PBS should be financed by public money and run by a board directly elected by the public. Statutory law could mandate Congress to allocate guaranteed funding and ensure that the standards for program content are guided by a statement of purpose to be followed by the elected board. Commercial television could be charged license fees high enough to support public television. The entire plan is simple and logical, but it first requires the public to know the truth about current public ownership of the airways.

The same principles apply to radio, which is at least as dismal on commercial stations that usually offer perpetual commercials in place of public education. But since radio is less costly, there is a greater variety of stations. Some have provided the most intellectually and politically useful information available to the public. The Pacifica Network stations are among the most well known. Some public radio stations are reaching out and broadcasting local lectures-an outstanding example is an organization called Alternative Radio (located in Boulder, Colorado) that supplies penetrating taped speeches, often recorded at universities. Many of these speeches have a strong social justice and anti-corporate emphasis-the kind of material that fits the social ethics goal that should be driving twenty-first century institutions in a transition from the twentieth century.

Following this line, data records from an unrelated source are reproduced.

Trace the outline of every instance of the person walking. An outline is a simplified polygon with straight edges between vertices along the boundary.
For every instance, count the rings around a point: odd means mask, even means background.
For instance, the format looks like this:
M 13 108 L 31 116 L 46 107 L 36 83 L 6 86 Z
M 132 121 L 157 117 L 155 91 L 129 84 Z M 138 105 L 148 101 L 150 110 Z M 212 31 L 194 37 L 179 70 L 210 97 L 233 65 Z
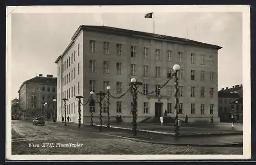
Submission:
M 187 120 L 188 120 L 188 117 L 187 115 L 186 115 L 186 117 L 185 118 L 185 123 L 187 124 Z

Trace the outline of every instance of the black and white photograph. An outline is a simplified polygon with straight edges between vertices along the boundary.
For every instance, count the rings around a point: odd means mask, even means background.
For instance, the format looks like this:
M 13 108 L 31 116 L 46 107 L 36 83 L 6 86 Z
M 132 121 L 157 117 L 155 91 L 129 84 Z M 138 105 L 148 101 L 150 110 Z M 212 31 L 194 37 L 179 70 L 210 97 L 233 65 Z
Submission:
M 249 6 L 6 13 L 8 159 L 250 158 Z

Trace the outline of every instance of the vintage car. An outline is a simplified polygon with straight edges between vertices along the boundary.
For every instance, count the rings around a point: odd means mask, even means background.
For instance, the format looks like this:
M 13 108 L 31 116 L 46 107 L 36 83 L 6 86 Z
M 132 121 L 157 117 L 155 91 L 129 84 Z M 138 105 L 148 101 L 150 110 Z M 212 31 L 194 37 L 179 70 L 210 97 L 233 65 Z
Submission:
M 36 117 L 33 120 L 33 124 L 34 125 L 45 125 L 45 119 L 41 117 Z

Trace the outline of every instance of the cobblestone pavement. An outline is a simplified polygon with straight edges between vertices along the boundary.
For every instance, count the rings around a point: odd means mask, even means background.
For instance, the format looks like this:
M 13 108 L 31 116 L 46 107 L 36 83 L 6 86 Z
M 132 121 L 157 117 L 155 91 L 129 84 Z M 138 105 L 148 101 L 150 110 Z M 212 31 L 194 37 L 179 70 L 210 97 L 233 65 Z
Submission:
M 63 124 L 63 123 L 60 123 Z M 153 144 L 120 139 L 99 132 L 98 129 L 66 128 L 59 124 L 35 126 L 31 123 L 12 121 L 12 154 L 224 154 L 214 152 L 209 148 L 190 147 Z M 43 144 L 79 144 L 81 146 L 42 147 Z M 29 147 L 29 144 L 34 146 Z M 39 147 L 36 147 L 39 145 Z M 60 144 L 59 144 L 59 145 Z M 232 150 L 237 150 L 232 148 Z M 241 150 L 241 148 L 238 148 Z M 231 154 L 228 149 L 226 154 Z M 238 151 L 237 150 L 237 151 Z M 240 152 L 240 154 L 241 152 Z

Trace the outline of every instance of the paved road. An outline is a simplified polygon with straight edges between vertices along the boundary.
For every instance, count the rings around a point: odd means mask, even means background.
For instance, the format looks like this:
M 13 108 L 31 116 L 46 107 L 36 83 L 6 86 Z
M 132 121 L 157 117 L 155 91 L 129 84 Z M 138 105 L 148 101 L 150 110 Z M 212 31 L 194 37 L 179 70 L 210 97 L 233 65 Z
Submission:
M 62 124 L 62 123 L 61 123 Z M 98 129 L 66 128 L 62 124 L 34 126 L 12 121 L 12 154 L 242 154 L 242 148 L 176 146 L 138 142 L 106 135 Z M 43 147 L 44 143 L 48 147 Z M 53 143 L 54 147 L 50 147 Z M 34 147 L 29 147 L 29 144 Z M 71 144 L 70 147 L 63 145 Z M 74 144 L 77 146 L 73 147 Z M 39 145 L 39 147 L 37 145 Z M 58 147 L 56 147 L 58 145 Z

Low costs of transmission have allowed radio to achieve this desirable educational objective. Television is inherently expensive and uses the subsidy of public property rights through free licensing. The potential power of public ownership of the airways needs to be fully utilized to make sure that television actually serves the public interest. The public owns the airways and should control them. Radio and television models in other countries such as Germany, which have avoided much commercial corruption, should be examined for policy suggestions.

In light of its long-stated commitment to upholding human rights at home and in its foreign policy, the U.S. government today poses a threat to the universality of human rights.

Human Rights Watch 1999

Jimmy Carter 2002

There is a sense that the United States has become too arrogant, too dominant, too self-centered, proud of our wealth, believing that we deserve to be the richest and most powerful and influential nation in the world ...




In 1976 a U.S. Supreme Court case, Buckley vs. Valeo, ruled that the first Amendment of the Constitution permits all forms of free speech and that the use of corporate money to influence elections is a legitimate example of "speech."

In 1886 the courts had ruled that corporations are entitled to the same First Amendment-freedom of speech-protection as real "natural" persons by ruling that corporations are also "persons." This personhood status has been used by corporations to defeat the votes of real people, for grass roots organizations are usually overwhelmed by massive and expensive disinformation campaigns that corrupt the democratic process.

... The important goal of shifting power back to the public is tied largely to overthrowing Buckley vs. Valeo since this decision by the Supreme Court supports corporations in their use of funds as "free speech" to buy campaign ads on television and often control the outcome of an election. This distortion of "speech" means we have created "the best government money can buy."